Being realistic and not losing your track over your financial goals is very important. You will find lots of benefits which come with Systematic Investment Plan. It also allows investors to create wealth by making small investments. Thus, this quality makes it one of the favorite and useful tools of investment for the investors. When it comes to making the actual investment and maintaining it here, we end up making some mistakes which could lead to high losses. Even many people do not know how to start SIP Investment. Thus, have a look at these points through which you will get to what all has to be done and also what you shouldn’t be doing.
Here are some mistakes which you should avoid for your betterment while trying your hands in the SIP investment-
Don’t be in a hurry to start your investment with a higher corpus –
Before investing in any of the investment tools you need to make sure whether it is affordable or not. Many of them choose to invest a considerable amount without giving a second thought of the consequences and of course about their financial situation. Avoid investing all the money in one go and invest it periodically. Investing a small amount helps you to calculate your budget and also helps you in continuing the investment for a more extended period. Remember that your investment should not become a burden for you.
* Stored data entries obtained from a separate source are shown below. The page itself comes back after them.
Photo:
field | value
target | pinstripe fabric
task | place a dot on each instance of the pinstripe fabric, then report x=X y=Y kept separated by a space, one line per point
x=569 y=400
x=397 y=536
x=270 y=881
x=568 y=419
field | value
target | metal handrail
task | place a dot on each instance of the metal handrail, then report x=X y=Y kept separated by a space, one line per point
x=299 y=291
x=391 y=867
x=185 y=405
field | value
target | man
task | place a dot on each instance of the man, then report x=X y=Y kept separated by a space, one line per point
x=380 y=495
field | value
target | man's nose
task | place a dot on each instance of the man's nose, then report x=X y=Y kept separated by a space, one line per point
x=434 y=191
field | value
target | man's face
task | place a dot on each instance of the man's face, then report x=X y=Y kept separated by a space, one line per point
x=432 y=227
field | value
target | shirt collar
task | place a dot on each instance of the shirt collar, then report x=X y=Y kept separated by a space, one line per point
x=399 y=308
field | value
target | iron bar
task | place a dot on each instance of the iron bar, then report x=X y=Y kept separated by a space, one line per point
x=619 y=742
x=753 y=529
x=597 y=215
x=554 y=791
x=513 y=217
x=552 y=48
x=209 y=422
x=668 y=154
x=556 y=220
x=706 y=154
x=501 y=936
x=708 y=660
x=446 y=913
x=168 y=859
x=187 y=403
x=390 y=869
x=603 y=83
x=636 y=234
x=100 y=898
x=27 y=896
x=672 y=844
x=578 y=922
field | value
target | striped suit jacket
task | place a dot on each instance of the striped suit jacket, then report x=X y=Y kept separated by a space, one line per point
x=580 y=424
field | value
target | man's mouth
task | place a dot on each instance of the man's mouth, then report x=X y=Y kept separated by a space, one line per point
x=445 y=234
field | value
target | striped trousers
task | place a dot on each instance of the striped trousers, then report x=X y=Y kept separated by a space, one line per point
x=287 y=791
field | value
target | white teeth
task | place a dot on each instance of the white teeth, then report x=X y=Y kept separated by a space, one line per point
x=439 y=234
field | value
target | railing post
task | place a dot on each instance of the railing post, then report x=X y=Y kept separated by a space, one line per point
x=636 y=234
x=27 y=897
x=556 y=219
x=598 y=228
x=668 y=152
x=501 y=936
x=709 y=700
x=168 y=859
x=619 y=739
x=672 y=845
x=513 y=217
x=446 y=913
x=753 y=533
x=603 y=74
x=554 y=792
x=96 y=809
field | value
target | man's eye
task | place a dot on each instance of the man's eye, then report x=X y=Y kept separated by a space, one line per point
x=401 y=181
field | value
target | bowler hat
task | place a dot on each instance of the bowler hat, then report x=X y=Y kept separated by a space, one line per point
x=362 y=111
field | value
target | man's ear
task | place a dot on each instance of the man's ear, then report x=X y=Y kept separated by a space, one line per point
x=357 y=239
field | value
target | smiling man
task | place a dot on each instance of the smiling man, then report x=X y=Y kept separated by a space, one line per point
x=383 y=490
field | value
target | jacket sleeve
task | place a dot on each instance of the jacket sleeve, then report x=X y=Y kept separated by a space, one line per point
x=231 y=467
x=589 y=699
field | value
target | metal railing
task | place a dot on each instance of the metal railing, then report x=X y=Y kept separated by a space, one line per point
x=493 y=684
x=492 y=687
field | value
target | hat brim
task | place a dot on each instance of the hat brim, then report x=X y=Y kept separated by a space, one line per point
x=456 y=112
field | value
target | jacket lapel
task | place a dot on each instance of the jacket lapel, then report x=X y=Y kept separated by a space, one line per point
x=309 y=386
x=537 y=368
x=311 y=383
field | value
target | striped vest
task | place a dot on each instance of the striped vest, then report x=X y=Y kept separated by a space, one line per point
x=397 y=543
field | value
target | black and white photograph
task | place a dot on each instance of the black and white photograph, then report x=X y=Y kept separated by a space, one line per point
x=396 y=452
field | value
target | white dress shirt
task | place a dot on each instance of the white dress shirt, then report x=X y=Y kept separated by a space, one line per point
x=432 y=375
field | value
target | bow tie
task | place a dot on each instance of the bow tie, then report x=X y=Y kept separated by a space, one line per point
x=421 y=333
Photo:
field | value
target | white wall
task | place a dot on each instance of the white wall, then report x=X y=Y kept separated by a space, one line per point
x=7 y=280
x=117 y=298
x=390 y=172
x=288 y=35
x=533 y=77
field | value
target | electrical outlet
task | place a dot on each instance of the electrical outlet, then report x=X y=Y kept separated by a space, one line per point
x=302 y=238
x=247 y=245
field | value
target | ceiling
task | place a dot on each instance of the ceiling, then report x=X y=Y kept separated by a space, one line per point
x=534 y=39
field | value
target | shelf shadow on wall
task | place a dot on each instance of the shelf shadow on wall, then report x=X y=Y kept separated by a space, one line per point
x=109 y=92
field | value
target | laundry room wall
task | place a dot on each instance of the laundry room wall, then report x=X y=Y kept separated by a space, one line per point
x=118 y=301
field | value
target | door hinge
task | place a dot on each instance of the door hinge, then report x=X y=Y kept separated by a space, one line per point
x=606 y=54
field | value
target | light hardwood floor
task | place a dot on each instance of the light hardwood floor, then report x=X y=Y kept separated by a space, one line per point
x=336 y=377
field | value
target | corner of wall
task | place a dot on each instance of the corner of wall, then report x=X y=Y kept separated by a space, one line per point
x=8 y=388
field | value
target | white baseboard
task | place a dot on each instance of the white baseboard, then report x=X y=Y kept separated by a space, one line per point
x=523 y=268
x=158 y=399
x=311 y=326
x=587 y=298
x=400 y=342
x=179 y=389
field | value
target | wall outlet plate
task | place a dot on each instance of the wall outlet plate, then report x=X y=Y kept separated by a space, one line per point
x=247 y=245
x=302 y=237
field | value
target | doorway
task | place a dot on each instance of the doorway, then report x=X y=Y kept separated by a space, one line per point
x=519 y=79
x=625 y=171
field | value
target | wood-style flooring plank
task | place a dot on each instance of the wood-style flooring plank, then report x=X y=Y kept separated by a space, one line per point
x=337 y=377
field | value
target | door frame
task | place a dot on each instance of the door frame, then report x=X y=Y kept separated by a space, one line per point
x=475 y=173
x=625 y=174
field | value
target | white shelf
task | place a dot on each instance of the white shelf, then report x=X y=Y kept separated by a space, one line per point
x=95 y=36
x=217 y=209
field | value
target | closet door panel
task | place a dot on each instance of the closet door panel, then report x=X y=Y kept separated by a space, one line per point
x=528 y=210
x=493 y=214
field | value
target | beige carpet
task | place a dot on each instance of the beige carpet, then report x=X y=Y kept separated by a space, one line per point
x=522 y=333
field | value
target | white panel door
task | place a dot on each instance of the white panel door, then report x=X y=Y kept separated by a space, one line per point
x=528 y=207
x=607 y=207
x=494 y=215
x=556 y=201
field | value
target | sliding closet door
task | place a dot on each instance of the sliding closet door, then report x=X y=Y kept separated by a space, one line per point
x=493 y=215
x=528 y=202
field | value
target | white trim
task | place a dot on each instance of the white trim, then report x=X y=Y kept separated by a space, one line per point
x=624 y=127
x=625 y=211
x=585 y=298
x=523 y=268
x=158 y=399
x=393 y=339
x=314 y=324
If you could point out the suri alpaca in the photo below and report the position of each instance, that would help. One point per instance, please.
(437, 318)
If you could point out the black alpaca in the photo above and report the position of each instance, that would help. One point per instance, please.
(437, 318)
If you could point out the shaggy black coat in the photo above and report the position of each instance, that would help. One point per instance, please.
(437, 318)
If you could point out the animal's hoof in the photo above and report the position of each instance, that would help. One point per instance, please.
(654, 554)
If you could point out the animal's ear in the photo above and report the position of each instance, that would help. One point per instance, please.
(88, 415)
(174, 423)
Ignore the misconception that SIP investment is just for small investors –
SIP investment is for those who are unable to invest through the lump sum mode. However, it is not only meant for small investors. If you can invest Rs 30,000 monthly instead of Rs 3000 monthly, you are still eligible to invest in SIPs. The compounding, rupee cost averaging, time value of money are not changed on the factor that how much money you are investing which are the fundamentals of SIP. In all the cases you get the same benefits. SIP investment is open for all the investors.
Avoid investing for a shorter period –
This is a common mistake which investors make. The investment value is decided by the period and not by the invested amount. Longer the period, higher is the value of your investment.
Avoid redeeming the investment in falling markets –
Many people decide to invest their money when there is a rise in markets and redeem the same in the falling market. This is considered a big mistake which an investor needs to avoid. Instead, stay invested either redeem in the rising markets or invest at the time of falling markets. They should take it in a good way and keep continuing to invest when the market is down because when the market is low, they will get the higher number of units as NAV is also low.
SIP is an excellent way to invest in mutual funds as it is convenient, safe, and had fantastic returns. However, people do commit such mistakes and spoil the chances of higher returns. Hence, try avoiding these mistakes to inculcate higher returns.